Ganesh’s mention of Peter Hitchens is telling here. Hitchens was born in 1951. He often talks about his childhood and education. He famously quoted Housman on Question Time, expressed concern that children’s minds are not nowadays furnished with poems and hymns as his has been and strongly favours grammar schools, mostly (it seems to me) in order that they might furnish the minds of the young with the glories of high culture. The world he remembers – just about – and wants to return to is the world of his childhood, the tail end of that disappeared world in which high culture was unambiguously high status. 

That, it seems to me, is what explains why we don’t see reactionaries any more. For those who are younger than Hitchens (or have less halcyon memories of their childhoods), what could being a reactionary mean? Wanting to return to the 1970s? What kind of golden aesthetic or cultural age was that? The 1970s, 80s, 90s .... it's all the same - it's the same world that we live in now, one in which the Beatles rank with Beethoven. All times post-the Britten consensus are much of a muchness in that sense.

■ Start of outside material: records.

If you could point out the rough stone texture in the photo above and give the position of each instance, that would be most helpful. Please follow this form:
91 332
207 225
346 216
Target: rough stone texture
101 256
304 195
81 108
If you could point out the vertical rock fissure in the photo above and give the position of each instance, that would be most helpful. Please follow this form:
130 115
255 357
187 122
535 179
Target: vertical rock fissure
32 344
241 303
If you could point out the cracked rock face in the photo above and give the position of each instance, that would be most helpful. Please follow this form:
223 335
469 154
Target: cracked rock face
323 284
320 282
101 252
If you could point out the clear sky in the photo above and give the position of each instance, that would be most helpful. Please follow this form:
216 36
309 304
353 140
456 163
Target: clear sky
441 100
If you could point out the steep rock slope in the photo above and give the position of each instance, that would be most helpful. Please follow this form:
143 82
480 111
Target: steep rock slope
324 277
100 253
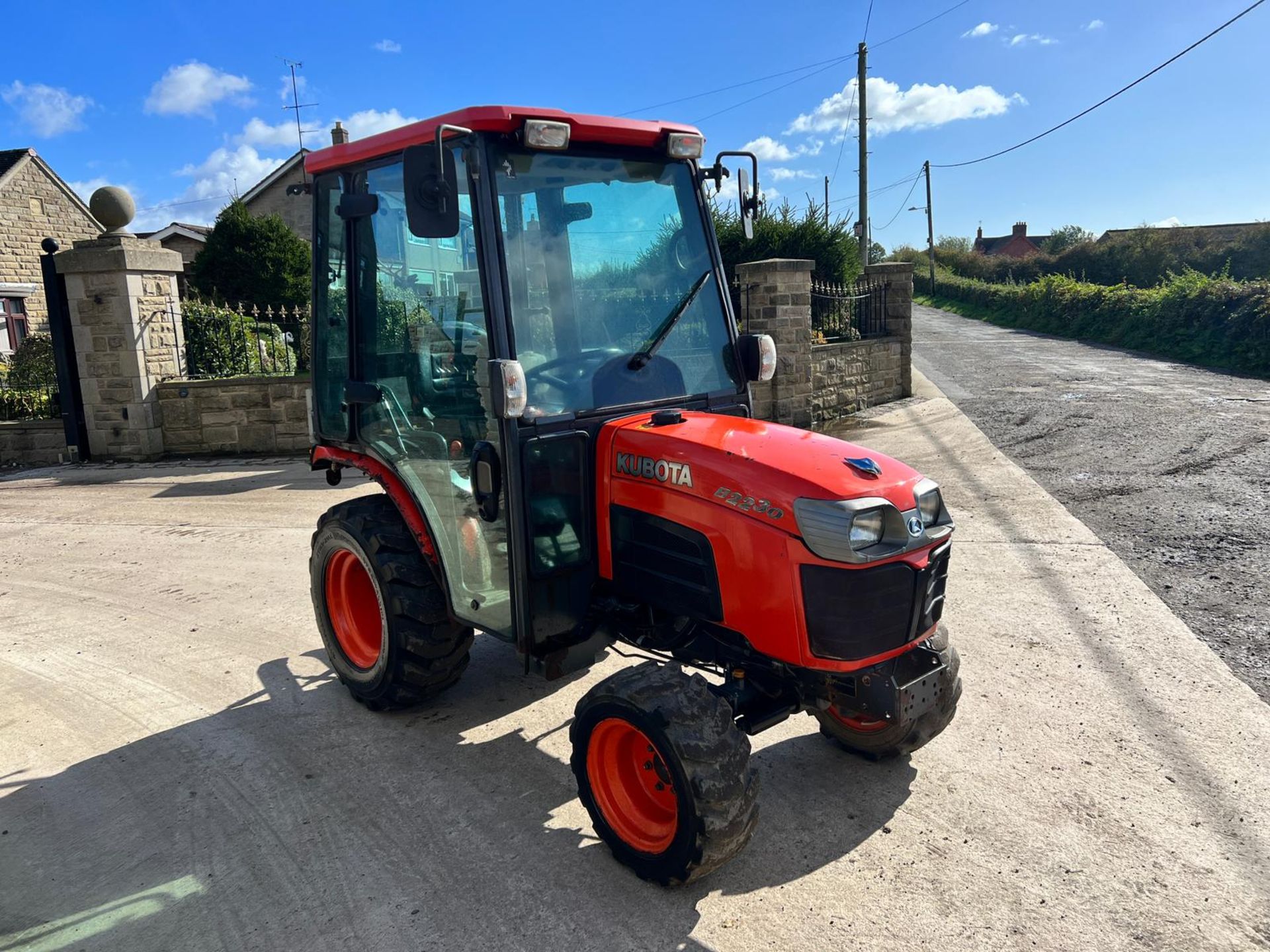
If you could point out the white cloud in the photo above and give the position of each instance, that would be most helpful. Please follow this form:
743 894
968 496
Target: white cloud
1028 38
48 111
779 175
981 31
892 110
769 150
85 190
367 122
228 172
193 89
258 132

On the other hand, as I pointed out in my earlier piece, while the world of high-status beliefs in culture has gone, the world of high-status beliefs in politics is with us, but perhaps it's fading away too. Indeed, leaving Ganesh's cultural or aesthetic reactionaries behind, we can readily think of various political or social reactionaries who exist today. I once suggested, without giving it any particular thought, that those who would wish to reverse Brexit could fairly be described as reactionaries: again, agree or disagree, rejoining the EU in order to return to a known state in the past is not an unthinking objection to progress per se but a view that can be supported by reasons. (I suspect that the biggest party of Rejoiners is those who really do wish to turn the clock back to 2016: they don’t want the UK to join afresh on the terms available to new members but rather to resuscitate the unique deal that the UK once had.) 

Other such “reactionaries” are many and varied: those who want to return to life before social media or smartphones, or before the Great Awokening (when pronouns were merely parts of speech), or to the economic and political world of moderation, stability and globalisation before the Global Financial Crisis or even before 9/11. 

These people would not consider themselves reactionaries (the term has too many negative connotations for those who consider themselves moderates or liberals), but when you hear someone regret the decline in “civility” in politics, hanker for the days of “serious media” that discussed “issues” with people who had “proper” attention spans, or loudly wonder why the global leaders of today are such pygmies compared with the giants of yesteryear, then you are surely hearing the expression of reactionary attitudes. 

That, then, is my final answer to Ganesh. He misses the aesthetic reactionaries, the people who would ban TikTok simply because it's ghastly; but all he needs to do is wait, and he will find plenty of new reactionaries, ones who find post-Brexit British politics - or post-Trump American politics - to be every bit as ghastly as their grandfathers found the degraded state of British or American culture.